Die Komponente b) kann vorzugsweise ein Fettalkohol mit 6 bis 24 C-Atomen, -vorzugsweise 8 bis 18 C-Atomen im Alkylrest oder ein Alkoxylat davon mit 1 bis 10, vorzugsweise 1 bis 8 Alkoxygruppen, insbesondere aus Ethylenoxid, Propylenoxid oder einer Mischung davon, wobei Ethylenoxid bevorzugt ist, sein. Der genannte Alkylrest im Fettalkohol kann gerade oder verzweigt sein, aliphatisch oder aromatisch, gesättigt oder ungesättigt mit vorzugsweise 1 bis 3 Doppelbindungen. Als Beispiele seien genannt: Octyl-, Decyl-, Dodecyl-, Isotridecyl-, para-iso-Nonylphenyl-, para-iso-Octylphenyl- und Stearylalkohol, ferner Oleyl-, Cocosalkyl- und Talgalkylalkohol. Die Komponente b) kann auch eine Mischung aus den genannten Fettalkoholen und/oder Fettalkoholethoxylaten sein, so zum Beispiel ein Fettalkoholgemisch mit einem C12-Alkylrest und C14-Alkylrest (C12/C14-Fettalkohol).

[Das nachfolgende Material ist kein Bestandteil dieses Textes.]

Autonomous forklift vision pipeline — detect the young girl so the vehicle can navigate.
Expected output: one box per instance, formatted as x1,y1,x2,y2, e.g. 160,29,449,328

Die Komponente b) kann weiterhin vorzugsweise ein Kalium- und/oder Natriumalkylarylsulfonat mit einer oder mehreren, vorzugsweise einer oder zwei Sulfonat-Gruppen, einer oder mehreren, vorzugsweise einer oder zwei Alkylgruppen mit 5 bis 18 C-Atomen, vorzugsweise 12 bis 18 C-Atomen, und einem oder mehreren, vorzugsweise einem oder zwei Benzolringen, sein.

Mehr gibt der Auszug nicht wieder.